As WRBH progressed and became well established, interfacing with various disability groups in the Greater New Orleans area revealed that there has been a big gap in disseminating information other than what can be found in print publications that can be considered pertinent to the well being of this community. That would include information on health fairs; free health screening; publications in large print, braille or cassette; job training seminars; classes and programs for the disabled; adjustment to blindness tips; bulletins from the federal, state and local government of special interest to the disabled and much more. WRBH takes the initiative to gather the information from many different sources, and broadcast this information via carted announcements that are interspersed throughout our 24 hour broadcast day. Additionally, the information is read by our volunteer broadcasters as part of programs on a regular basis. Many disabled individuals and groups have commended WRBH on this special public information component.
Along the same lines, WRBH instituted a Public Affairs program that airs in great detail news, information and interviews concerning disability issues. There has been extensive coverage of the Americans with Disabilities Act, as well as programs to guide disabled people to obtaining employment, cooking and kitchen techniques for the blind, information programs concerning eye diseases provided by leading ophthalmologists, Internal Revenue guidelines and tax breaks for the disabled and much more. There is no such program on the radio in Louisiana other than on WRBH.
Combining these two very essential activities provided by WRBH has been one of the main activities of Radio for the Blind, as we've become more of a communications center for the blind, as well as other disabilities concerns. Radio for the Blind developed a relationship with the New Orleans Academy of Ophthalmology. The Academy is an outreach and educational organization for ophthalmologists. In discussion with various ophthalmologists, it was made known that many patients with progressive deterioration of vision who visit the over 200 ophthalmologists who are members of the Academy are at a loss to get information on the next steps they should take to deal with their eventual blindness. The doctors have been unable to give them the information such as rehabilitation programs, library services, adjustment to blindness, support groups and the many other services available to these patients in need. WRBH has been providing this information over 88.3 FM for years. WRBH developed a brochure to help provide this information to these newly visually impaired citizens directly through the offices of their ophthalmologist. They are provided with a comprehensive brochure that lists and describes the agencies, support groups and institutions that they need to help them maintain complete and fulfilled lives. These brochures are provided free of charge in these offices, as well as offices such as Rehabilitation Services and hospitals, and via mail.
Another current project is our Introduction to Braille Workshop. This workshop helps people that become newly visually impaired or perhaps have been visually impaired for some time, but had never had the opportunity to learn braille, the mode of "print" communication for the blind. The purpose of the Introduction to Braille workshops has been to give these people a basic knowledge in braille so that they may be able to identify their clothing or the hanger, braille their cans and boxes of food for identification, as well as take notes and phone numbers as needed. They complete the workshop with enough braille to function in their homes, and a foundation to continue their studies in a rehabilitation center or college if so desired. They can eventually become independently literate. We are also currently formulating a "Braille-On-the-Air" instruction for shut-ins.

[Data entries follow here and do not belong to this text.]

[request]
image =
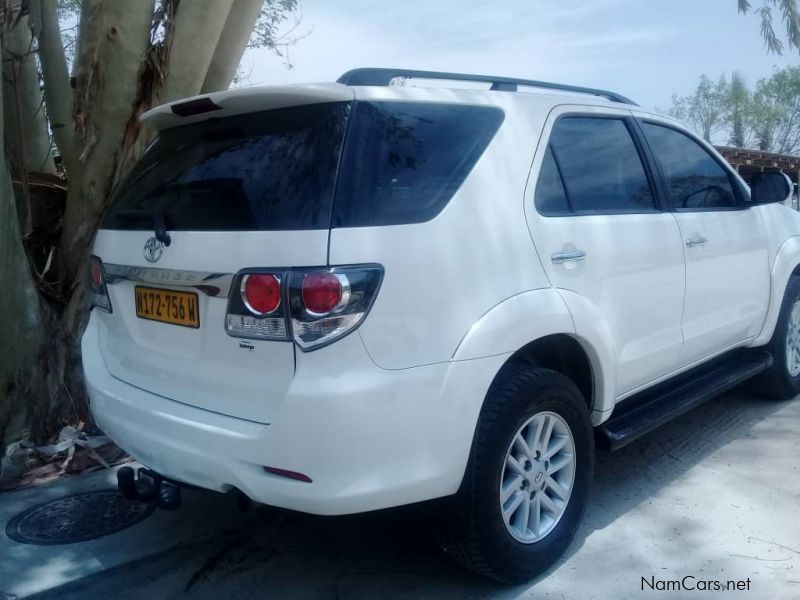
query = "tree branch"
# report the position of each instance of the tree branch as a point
(196, 33)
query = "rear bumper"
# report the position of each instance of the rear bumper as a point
(368, 438)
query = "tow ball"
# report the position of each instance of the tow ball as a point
(148, 486)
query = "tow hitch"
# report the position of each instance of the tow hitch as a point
(148, 486)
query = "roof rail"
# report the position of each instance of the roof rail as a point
(371, 76)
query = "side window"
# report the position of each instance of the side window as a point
(695, 179)
(599, 165)
(551, 198)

With the move from an 1,100 square foot apartment at the Lighthouse for the Blind to our 5,000 square foot facility, WRBH has been able to provide another very valuable service to the blind community. WRBH is now the meeting place for all of the blind advocacy, support and social organizations of the blind in the community including the Greater New Orleans National Federation of the Blind, the Retinitis Pigmentosa Support Group, the Blinded Veterans Association, the Coalition of Blind Organizations and the Coalition of Concerned Citizens with Disabilities. This service allows these organizations to work and develop in an environment that is elegant, professional and accessible. Prior to this building's availability, these organizations were forced to rent meeting space or cram into the living rooms of members. This facility is provided free of charge to the blind community and is available anytime it is needed. There are often multiple activities occurring in different parts of the building on behalf of the blind or by the blind themselves. The blind community has had more direct access to the City of New Orleans, as representatives from the Mayor's Office, Department of Streets and Police Department have come to the WRBH building on the invitation of various blind organizations to discuss issues directly affecting the blind as it relates to the department represented. The Regional Transit Authority has met with blind citizens at WRBH to discuss the Lift, the major mode of transportation by the blind.